The DRA-GOO trial provides robust evidence supporting EUS-GE as an effective and safe alternative to conventional uncovered duodenal stenting for palliation of malignant gastric outlet obstruction. The significantly lower reintervention rate with EUS-GE reflects the mechanical advantage of bypassing the obstructing lesion, reducing tumor-related stent restenosis or migration risks. Improved 1-month GOOS further confirms patient-centered benefits in oral intake.

Importantly, the comparable safety profile and technical success affirm the feasibility of EUS-GE in expert centers. While 30-day mortality rates favored neither group significantly, longer-term survival remains limited by the underlying advanced malignancy.

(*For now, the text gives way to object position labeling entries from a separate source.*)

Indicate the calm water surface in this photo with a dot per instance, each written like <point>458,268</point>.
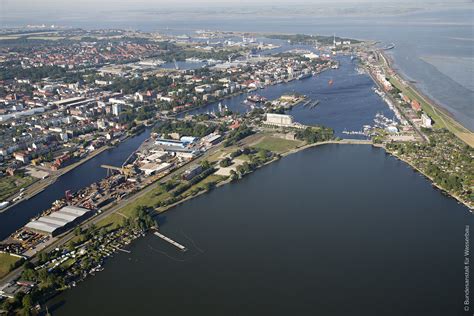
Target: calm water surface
<point>333,230</point>
<point>78,178</point>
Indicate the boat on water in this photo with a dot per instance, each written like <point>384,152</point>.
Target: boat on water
<point>314,104</point>
<point>255,98</point>
<point>304,76</point>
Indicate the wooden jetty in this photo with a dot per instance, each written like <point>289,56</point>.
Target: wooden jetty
<point>171,241</point>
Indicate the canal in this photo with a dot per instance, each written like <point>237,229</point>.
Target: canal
<point>332,230</point>
<point>78,178</point>
<point>348,103</point>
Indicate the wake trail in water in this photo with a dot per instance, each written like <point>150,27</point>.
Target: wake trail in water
<point>192,241</point>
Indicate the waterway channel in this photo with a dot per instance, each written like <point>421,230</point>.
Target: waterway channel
<point>332,230</point>
<point>78,178</point>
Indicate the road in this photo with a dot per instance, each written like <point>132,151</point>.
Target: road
<point>94,220</point>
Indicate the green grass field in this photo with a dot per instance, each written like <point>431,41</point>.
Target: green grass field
<point>148,200</point>
<point>441,119</point>
<point>277,145</point>
<point>6,261</point>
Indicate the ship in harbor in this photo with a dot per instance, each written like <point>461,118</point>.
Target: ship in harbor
<point>255,98</point>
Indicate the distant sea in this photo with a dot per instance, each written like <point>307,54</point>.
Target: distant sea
<point>434,47</point>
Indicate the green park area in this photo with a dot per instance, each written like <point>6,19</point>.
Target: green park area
<point>9,185</point>
<point>441,119</point>
<point>6,262</point>
<point>277,145</point>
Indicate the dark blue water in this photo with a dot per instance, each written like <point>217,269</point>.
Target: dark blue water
<point>347,104</point>
<point>78,178</point>
<point>333,230</point>
<point>441,34</point>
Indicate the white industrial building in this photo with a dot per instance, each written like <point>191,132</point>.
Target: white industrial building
<point>60,221</point>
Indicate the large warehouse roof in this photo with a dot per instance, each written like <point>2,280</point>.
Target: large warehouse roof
<point>54,221</point>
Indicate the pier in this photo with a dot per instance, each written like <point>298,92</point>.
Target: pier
<point>171,241</point>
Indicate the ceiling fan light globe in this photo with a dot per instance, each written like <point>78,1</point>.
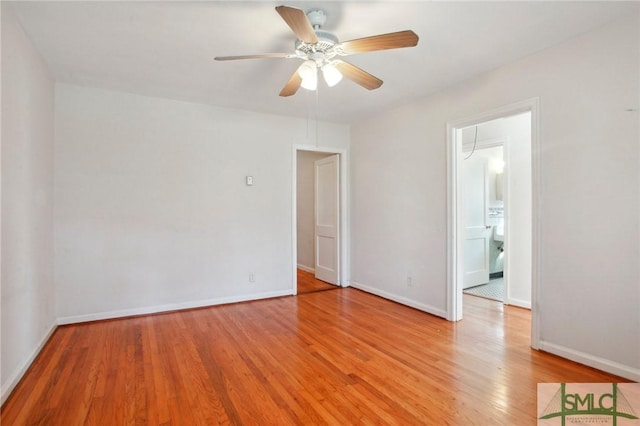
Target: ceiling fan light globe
<point>308,71</point>
<point>310,83</point>
<point>331,75</point>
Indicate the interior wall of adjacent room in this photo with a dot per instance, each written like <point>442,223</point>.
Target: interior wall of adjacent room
<point>588,155</point>
<point>305,191</point>
<point>27,208</point>
<point>152,208</point>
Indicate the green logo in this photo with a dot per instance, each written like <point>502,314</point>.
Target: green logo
<point>565,404</point>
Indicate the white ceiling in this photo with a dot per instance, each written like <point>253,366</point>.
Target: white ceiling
<point>166,49</point>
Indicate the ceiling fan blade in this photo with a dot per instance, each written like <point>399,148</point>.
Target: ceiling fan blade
<point>358,75</point>
<point>292,85</point>
<point>395,40</point>
<point>298,22</point>
<point>266,55</point>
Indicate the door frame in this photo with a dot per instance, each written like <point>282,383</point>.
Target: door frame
<point>454,243</point>
<point>343,212</point>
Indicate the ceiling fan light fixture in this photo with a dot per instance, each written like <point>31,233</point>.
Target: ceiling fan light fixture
<point>331,74</point>
<point>308,71</point>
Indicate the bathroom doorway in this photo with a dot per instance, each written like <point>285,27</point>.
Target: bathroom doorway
<point>319,201</point>
<point>483,197</point>
<point>505,224</point>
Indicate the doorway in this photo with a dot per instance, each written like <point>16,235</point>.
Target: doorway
<point>319,225</point>
<point>514,235</point>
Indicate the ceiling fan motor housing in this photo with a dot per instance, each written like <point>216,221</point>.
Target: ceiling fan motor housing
<point>321,51</point>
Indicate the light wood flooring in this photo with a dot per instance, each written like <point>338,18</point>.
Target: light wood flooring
<point>330,357</point>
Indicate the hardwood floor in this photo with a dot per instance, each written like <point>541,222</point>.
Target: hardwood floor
<point>330,357</point>
<point>307,283</point>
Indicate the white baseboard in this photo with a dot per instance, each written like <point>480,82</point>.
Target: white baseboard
<point>306,268</point>
<point>606,365</point>
<point>170,307</point>
<point>519,303</point>
<point>400,299</point>
<point>17,376</point>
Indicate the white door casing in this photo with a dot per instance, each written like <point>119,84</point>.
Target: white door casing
<point>327,219</point>
<point>477,233</point>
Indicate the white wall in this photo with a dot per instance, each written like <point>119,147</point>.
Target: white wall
<point>27,291</point>
<point>588,192</point>
<point>305,189</point>
<point>152,211</point>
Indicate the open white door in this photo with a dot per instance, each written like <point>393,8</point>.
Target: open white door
<point>475,171</point>
<point>327,219</point>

Potential limitations include the necessity of specialized endoscopic expertise and equipment for EUS-GE, which may restrict widespread adoption. Additionally, the trial population reflects tertiary referral center patients and may not generalize to all clinical settings. Ongoing efforts to standardize EUS-GE techniques and device innovations are anticipated to improve accessibility and outcomes.

Conclusion

For patients suffering from malignant gastric outlet obstruction due to unresectable primary malignancies, endoscopic ultrasonography-guided gastroenterostomy offers a significantly reduced need for reintervention and better restoration of oral intake compared with uncovered duodenal metal stenting. The comparable safety and technical success endorse EUS-GE as a preferred palliative modality when resources and expertise are available. Future studies could focus on cost-effectiveness, long-term survival, and quality-of-life trajectories to optimize patient-centered care pathways.

References

Teoh AYB, Lakhtakia S, Tarantino I, Perez-Miranda M, Kunda R, Maluf-Filho F, Dhir V, Basha J, Chan SM, Ligresti D, Ma MTW, de la Serna-Higuera C, Yip HC, Ng EKW, Chiu PWY, Itoi T. Endoscopic ultrasonography-guided gastroenterostomy versus uncovered duodenal metal stenting for unresectable malignant gastric outlet obstruction (DRA-GOO): a multicentre randomised controlled trial. Lancet Gastroenterol Hepatol. 2025 Jun;10(6):e8-e16. doi: 10.1016/S2468-1253(25)00136-0. PMID: 40347959.